Kenya is the world’s largest exporter of black CTC (cut, tear, curl) tea but produces relatively little of the more expensive and difficult-to-process orthodox whole and broken leaf teas favored by Russia and the Commonwealth of Independent States (CIS), collectively the world’s largest tea importers.
Last week, the chairman of the Kenya Tea Development Agency announced a US$963,000 (Sh100 million) investment in equipment to produce orthodox tea for export to Iran and Russia and the CIS. Kenya tea exports generated a record $1.2 billion (Sh125.25 billion) in 2015 but fell last year. The government projects exports will earn $1.28 billion (Sh133 billion) in 2017 on lower volume due to higher prices for improved quality tea.

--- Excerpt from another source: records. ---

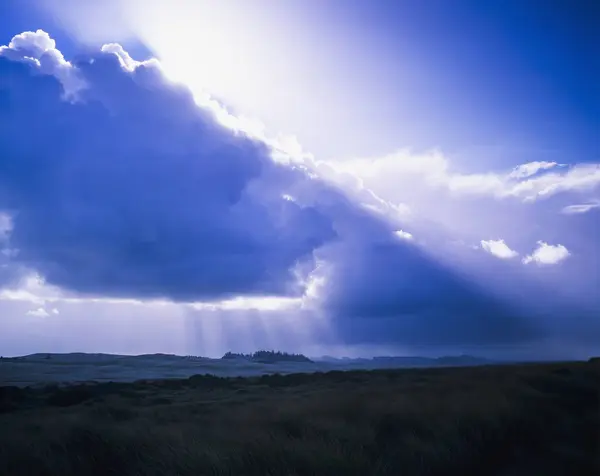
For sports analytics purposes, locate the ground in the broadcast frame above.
[0,361,600,476]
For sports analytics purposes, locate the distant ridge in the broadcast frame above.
[221,350,313,364]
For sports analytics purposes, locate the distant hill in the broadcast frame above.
[221,350,312,364]
[316,355,496,368]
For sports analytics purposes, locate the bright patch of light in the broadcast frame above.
[481,240,519,259]
[394,230,413,241]
[523,241,571,264]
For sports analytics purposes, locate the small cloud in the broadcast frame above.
[509,161,562,179]
[523,241,571,264]
[394,230,413,240]
[561,200,600,215]
[481,240,519,259]
[27,307,50,317]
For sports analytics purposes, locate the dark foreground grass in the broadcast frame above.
[0,362,600,476]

“We have ordered the machines and by the end of this year, we are supposed to start manufacturing. We want to ensure that one-third of the tea produced around the country will be orthodox tea,” KTDA chairman Peter Kanyago told farmers at a gathering covered by The Star.
Iran tips the balance
Kenya sees an opportunity to expand its capacity to produce orthodox tea to meet Iran’s pent-up demand.
The imposition of United Nations sanctions against Iran a decade ago effectively eliminated trade with traditional suppliers such as Kenya. Iran has a huge thirst for tea. The country produces small quantities of tea (5%) for its domestic market, importing 95% of its tea. An estimated 55% of all the tea consumed there is smuggled.
India retains the upper hand in delivering CTC, but most Iranians prefer loose leaf. India defied the UN ban and continued to trade tea, establishing a closed rupee-based banking system that shut out competitors. As a result, India, Sri Lanka, and China now provide 90% of the legally imported tea consumed in Iran. Iran favored the workaround because it discouraged smuggling, but it also discouraged multinational tea companies from participating and it rarely involved high-value orthodox tea.
While Kenya ships tea to Russia, it is virtually all CTC, which competes with CTC from India and Sri Lanka, both global producers that economically export large quantities of tea to Russia and the CIS and Pakistan. In general, Kenya’s CTC sells for much less than its competitors.
Right now, Kenya is experiencing a serious drought that has curbed tea production by 30%. Dry weather drove tea prices higher by 10% to $2.85 per kilo last week, compared to the same period last year. Production is projected to decline by 12% in 2017. Earnings declined to $1.15 billion (Sh120 billion) in 2016, according to the Agriculture and Food Authority (AFA).